Modern multi-socket servers use a memory architecture called NUMA (Non-Uniform Memory Access) ⧉. In a NUMA system, each CPU socket has its own local memory and I/O paths. Accessing local resources is faster than reaching across sockets to remote memory or devices. Simplyblock is fully NUMA-aware.

On a host with more than one socket, by default one or two storage nodes are deployed per socket.

Two storage nodes per socket are deployed if: - more than 32 vCPUs (cores) per NUMA socket are dedicated to simplyblock per socket - more than 10 NVMe devices are connected to the NUMA socket

Users can change this behavior. Either by setting the appropriate Helm Chart parameters (in case of Kubernetes-based storage node deployment) or by manually modifying the initially created configuration file on the storage node (after running sbctl sn configure).

It is critical for performance that all NVMe devices of a storage node are directly connected to the NUMA socket to which the storage node is deployed.

If a socket has no NVMe devices connected, it will not qualify to run a simplyblock storage node.

It is also important that the NIC(s) used by simplyblock for storage traffic are connected to the same NUMA socket. However, simplyblock does not auto-assign a NIC and users have manually to take care of that.

Checking NUMA Configuration

Before configuring simplyblock, the system configuration should be checked for multiple NUMA nodes. This can be done using the lscpu tool.

How to check the NUMA configuration
lscpu | grep -i numa
Example output of the NUMA configuration
root@demo:~# lscpu | grep -i numa
NUMA node(s):                         2
NUMA node0 CPU(s):                    0-31
NUMA node1 CPU(s):                    32-63

In the example above, the system has two NUMA nodes.

Recommendation

If the system consists of multiple NUMA nodes, it is recommended to configure simplyblock with multiple storage nodes per storage host. The number of storage nodes should match the number of NUMA nodes.

Ensuring NUMA-Aware Devices

For optimal performance, there should be a similar number of NVMe devices per NUMA node. Additionally, it is recommended to provide one Ethernet NIC per NUMA node.
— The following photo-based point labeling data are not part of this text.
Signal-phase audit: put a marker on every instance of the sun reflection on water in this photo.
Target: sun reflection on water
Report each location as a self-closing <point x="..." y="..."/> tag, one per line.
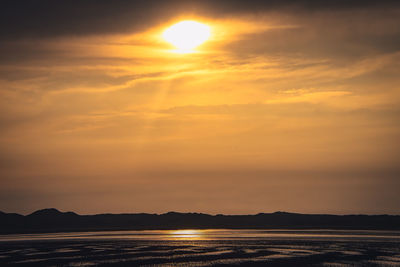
<point x="186" y="234"/>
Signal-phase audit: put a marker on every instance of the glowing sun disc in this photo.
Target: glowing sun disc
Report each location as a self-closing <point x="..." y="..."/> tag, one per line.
<point x="187" y="35"/>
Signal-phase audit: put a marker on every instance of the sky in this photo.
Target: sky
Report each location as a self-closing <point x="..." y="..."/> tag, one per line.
<point x="289" y="106"/>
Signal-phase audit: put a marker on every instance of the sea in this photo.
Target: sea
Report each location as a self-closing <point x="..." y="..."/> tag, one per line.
<point x="190" y="247"/>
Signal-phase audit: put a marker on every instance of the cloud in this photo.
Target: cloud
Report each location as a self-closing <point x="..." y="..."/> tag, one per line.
<point x="46" y="18"/>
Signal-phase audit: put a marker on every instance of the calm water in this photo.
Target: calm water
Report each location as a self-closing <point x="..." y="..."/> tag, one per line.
<point x="203" y="248"/>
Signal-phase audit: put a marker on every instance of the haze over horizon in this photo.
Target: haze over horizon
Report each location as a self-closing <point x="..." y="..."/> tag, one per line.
<point x="288" y="106"/>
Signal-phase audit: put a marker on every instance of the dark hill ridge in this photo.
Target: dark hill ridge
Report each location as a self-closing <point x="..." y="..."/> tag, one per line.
<point x="53" y="220"/>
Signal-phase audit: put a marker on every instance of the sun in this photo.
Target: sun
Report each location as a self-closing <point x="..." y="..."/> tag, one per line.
<point x="187" y="35"/>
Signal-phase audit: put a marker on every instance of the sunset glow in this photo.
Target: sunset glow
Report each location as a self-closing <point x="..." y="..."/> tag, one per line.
<point x="187" y="35"/>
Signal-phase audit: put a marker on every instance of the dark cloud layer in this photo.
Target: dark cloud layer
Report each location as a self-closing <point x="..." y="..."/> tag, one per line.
<point x="46" y="18"/>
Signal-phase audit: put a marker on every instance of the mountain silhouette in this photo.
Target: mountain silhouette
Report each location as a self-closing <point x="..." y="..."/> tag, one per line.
<point x="53" y="220"/>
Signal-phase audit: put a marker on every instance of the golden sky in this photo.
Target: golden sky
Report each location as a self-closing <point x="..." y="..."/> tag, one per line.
<point x="291" y="107"/>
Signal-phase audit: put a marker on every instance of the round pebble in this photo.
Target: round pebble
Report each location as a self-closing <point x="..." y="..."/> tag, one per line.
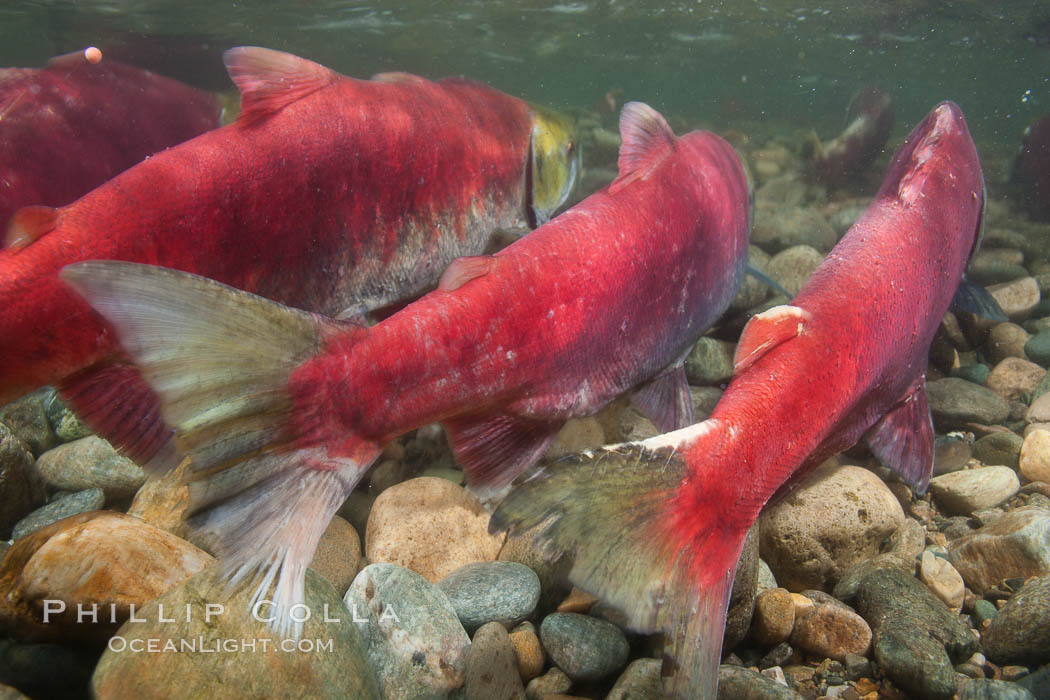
<point x="586" y="649"/>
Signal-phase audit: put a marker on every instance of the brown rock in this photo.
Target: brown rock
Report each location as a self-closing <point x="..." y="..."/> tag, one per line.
<point x="774" y="617"/>
<point x="98" y="560"/>
<point x="338" y="555"/>
<point x="1014" y="378"/>
<point x="429" y="526"/>
<point x="832" y="632"/>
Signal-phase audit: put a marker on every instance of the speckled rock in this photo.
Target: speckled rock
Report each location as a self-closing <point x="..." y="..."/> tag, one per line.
<point x="1016" y="545"/>
<point x="1034" y="460"/>
<point x="586" y="649"/>
<point x="779" y="228"/>
<point x="99" y="558"/>
<point x="330" y="661"/>
<point x="412" y="636"/>
<point x="794" y="266"/>
<point x="1017" y="298"/>
<point x="999" y="448"/>
<point x="641" y="680"/>
<point x="774" y="617"/>
<point x="504" y="592"/>
<point x="956" y="402"/>
<point x="915" y="637"/>
<point x="1020" y="633"/>
<point x="837" y="517"/>
<point x="552" y="682"/>
<point x="429" y="526"/>
<point x="942" y="578"/>
<point x="740" y="683"/>
<point x="28" y="421"/>
<point x="338" y="554"/>
<point x="962" y="492"/>
<point x="1006" y="340"/>
<point x="832" y="632"/>
<point x="491" y="669"/>
<point x="63" y="506"/>
<point x="20" y="489"/>
<point x="528" y="651"/>
<point x="90" y="463"/>
<point x="710" y="362"/>
<point x="1014" y="378"/>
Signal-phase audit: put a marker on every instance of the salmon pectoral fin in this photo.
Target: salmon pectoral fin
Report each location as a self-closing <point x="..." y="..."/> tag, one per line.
<point x="219" y="360"/>
<point x="494" y="449"/>
<point x="612" y="511"/>
<point x="28" y="224"/>
<point x="975" y="299"/>
<point x="118" y="404"/>
<point x="765" y="331"/>
<point x="666" y="400"/>
<point x="903" y="439"/>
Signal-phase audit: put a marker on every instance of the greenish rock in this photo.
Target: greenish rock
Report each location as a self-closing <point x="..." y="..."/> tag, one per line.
<point x="491" y="666"/>
<point x="977" y="374"/>
<point x="61" y="507"/>
<point x="206" y="657"/>
<point x="46" y="671"/>
<point x="999" y="448"/>
<point x="740" y="683"/>
<point x="1037" y="347"/>
<point x="586" y="649"/>
<point x="956" y="402"/>
<point x="552" y="682"/>
<point x="21" y="489"/>
<point x="1020" y="634"/>
<point x="66" y="424"/>
<point x="916" y="638"/>
<point x="27" y="420"/>
<point x="984" y="610"/>
<point x="504" y="592"/>
<point x="414" y="641"/>
<point x="986" y="688"/>
<point x="90" y="463"/>
<point x="641" y="680"/>
<point x="710" y="362"/>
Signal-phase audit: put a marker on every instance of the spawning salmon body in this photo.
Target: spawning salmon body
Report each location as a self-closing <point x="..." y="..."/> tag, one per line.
<point x="555" y="325"/>
<point x="329" y="193"/>
<point x="657" y="526"/>
<point x="69" y="127"/>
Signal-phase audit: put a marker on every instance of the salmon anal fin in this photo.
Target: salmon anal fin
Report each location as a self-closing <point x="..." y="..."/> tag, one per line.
<point x="646" y="138"/>
<point x="494" y="449"/>
<point x="765" y="331"/>
<point x="269" y="81"/>
<point x="118" y="404"/>
<point x="398" y="77"/>
<point x="666" y="400"/>
<point x="463" y="270"/>
<point x="28" y="224"/>
<point x="903" y="440"/>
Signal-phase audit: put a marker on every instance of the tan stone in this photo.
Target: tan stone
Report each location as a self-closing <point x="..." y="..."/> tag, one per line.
<point x="1035" y="455"/>
<point x="1014" y="378"/>
<point x="99" y="558"/>
<point x="429" y="526"/>
<point x="338" y="555"/>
To check the NUMA assignment of PCI-e devices, the lspci tool and a small script can be used.

Install pciutils which includes lspci
yum install pciutils
Small script to list all PCI-e devices and their NUMA nodes
#!/bin/bash

for i in  /sys/class/*/*/device; do
    pci=$(basename "$(readlink $i)")
    if [ -e $i/numa_node ]; then
        echo "NUMA Node: `cat $i/numa_node` ($i): `lspci -s $pci`" ;
    fi
done | sort